Pada tanggal 9 maret 2000 dalam kesempatan itu, wagub membantah bahwa gedung sate tidak
memiliki political will tentang PPB, dan tidak bermaksud menghalang-halangi PPB, tetapi perlu
mengikuti prosedur sesuai UU no 22 tahun 1999. Hanya aja sekarang belum turun peraturan
pemerintahnya (PP)-nya. Ada tiga syarat yang harus dipenuhi untuk itu, pertama usul itu harus
aspiratif, kedua harus nasional dan konseptual yaitu berdasarkan atas studi kelayakan yang dapat
dipertanggungjawabkan secara obyektif, dan yang ketiga harus konstitusional. Selanjutnya wagub
menyatakan bahwa syarat pertama sudah dipenuhi karena sudah mendapat persetujuan dari semua
DPRD TK II yang ada di banten. Kedua, msalah konsitusional, hingga waktu itu belum ada PP-
nya, jadi harus mengikuti aturan lama. Selain itu, perlu ada keterlibatan dewan pertimbanagan
otonomi daerah (DPOD) yang hingga saat itu belum dibentuk. Soal lainya ialah soal studi
kelayakan, menurut wagub, sudah dibuat oleh bappeda jabar bekerja sama dengan sejumlah
perguruan tinggi sehingga kajiannya dianggap obyektif.
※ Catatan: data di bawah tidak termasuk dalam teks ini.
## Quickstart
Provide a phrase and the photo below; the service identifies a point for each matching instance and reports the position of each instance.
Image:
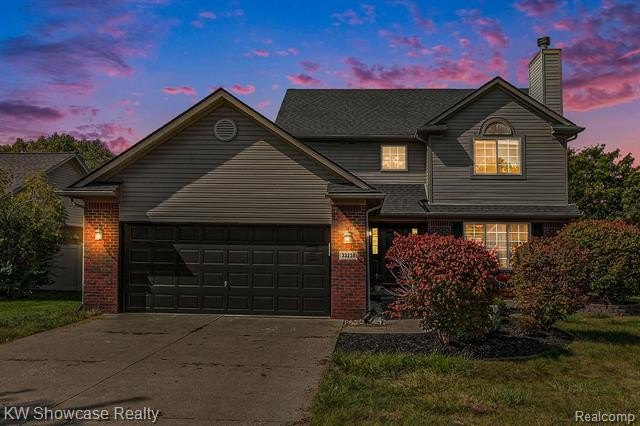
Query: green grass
(43, 311)
(600, 370)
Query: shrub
(614, 256)
(31, 224)
(448, 282)
(549, 280)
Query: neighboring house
(222, 210)
(61, 169)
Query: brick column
(101, 277)
(348, 277)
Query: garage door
(278, 270)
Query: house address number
(347, 255)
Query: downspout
(367, 254)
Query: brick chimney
(545, 75)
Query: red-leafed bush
(614, 256)
(448, 282)
(549, 280)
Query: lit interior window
(502, 236)
(374, 240)
(497, 156)
(394, 157)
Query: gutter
(367, 254)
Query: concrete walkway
(193, 368)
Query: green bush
(614, 257)
(450, 283)
(31, 225)
(549, 279)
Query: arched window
(496, 127)
(497, 151)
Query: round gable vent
(225, 129)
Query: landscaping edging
(497, 347)
(617, 310)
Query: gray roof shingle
(21, 164)
(402, 199)
(363, 112)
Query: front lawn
(44, 311)
(599, 371)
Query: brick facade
(348, 277)
(100, 283)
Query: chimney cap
(544, 42)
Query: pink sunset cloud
(539, 7)
(310, 66)
(351, 17)
(378, 76)
(181, 90)
(489, 29)
(396, 40)
(601, 69)
(243, 90)
(426, 24)
(263, 104)
(19, 110)
(303, 80)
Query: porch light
(347, 237)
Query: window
(393, 157)
(497, 157)
(497, 151)
(505, 237)
(374, 240)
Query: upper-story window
(393, 157)
(497, 151)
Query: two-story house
(223, 210)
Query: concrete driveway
(196, 368)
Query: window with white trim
(393, 157)
(500, 156)
(505, 237)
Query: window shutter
(456, 228)
(537, 230)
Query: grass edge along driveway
(599, 371)
(43, 311)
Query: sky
(118, 70)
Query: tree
(603, 185)
(93, 152)
(31, 231)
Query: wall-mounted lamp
(347, 237)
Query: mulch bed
(504, 344)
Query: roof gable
(516, 93)
(22, 164)
(216, 99)
(362, 113)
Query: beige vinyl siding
(62, 177)
(363, 159)
(255, 178)
(544, 158)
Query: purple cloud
(539, 7)
(19, 110)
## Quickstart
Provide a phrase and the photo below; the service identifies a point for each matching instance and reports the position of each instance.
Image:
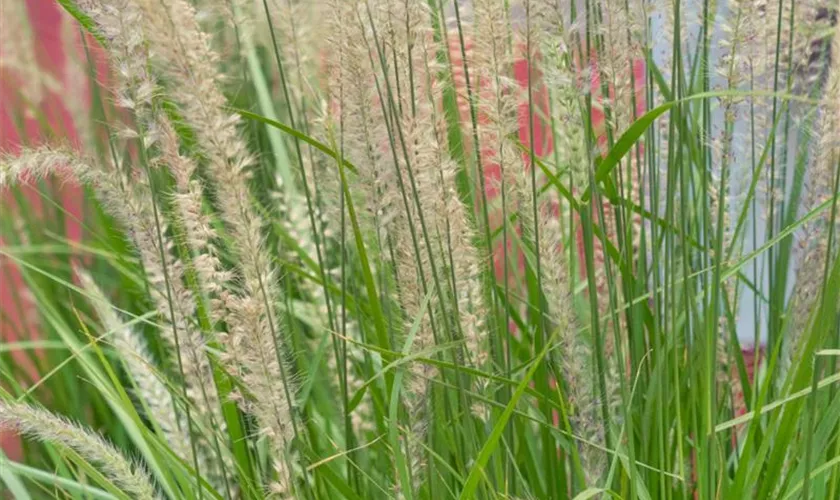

Selanjutnya wagub menyampaikan
apakah tidak lebih baik kalau lebih dahulu dipikirkan pemekaran kabupaten baru dan kota yang
memang sudah direncanakan oleh pemprov jabar.
Ternyata, laporan yang dibawa ke jakarta ini adalah laporan yang sudah “dipelintir” untuk
kepentingan politis, yang intinya menyimpulkan bahwa provinsi banten belum layak buat di
realisasikan karena kekurangan yang ada. Dalam laporan itu, misalnya dikatakan bahwa sejarah
dan budaya diberi nilai “minus 3”, artinya “sangat kurang produktif”. Tentu saja, penilaian negatif
ini membuat para tokoh bakor-PPB marah. H. Tb. Tryana Sjamúm selaku ketua umum bakor-PPB
yang langsung menelpon sejarawan. Nina H. lubis sebagai orang yang bertanggunjawab atas
laporan negatif itu. Tentu saja, sejarawan tersebut menolak tuduhan dan meminta bukti berupa
lapoan yang yang dibawa oleh wagub ke DPR RI. Setelah fotokopi laporan diterima Nina H. Lubis,
ternyata laporan itu memang telah di manupulasi oleh tim bappeda. Khususnya untuk sejarah, yang
tadinya laporannya ditulis 30 halaman, hanya diambil 5 halaman, itupun tidak menyangkut hal-hal
yang besifat positif. Interperentasinyapun disesuaikan dengan kepentingan mereka.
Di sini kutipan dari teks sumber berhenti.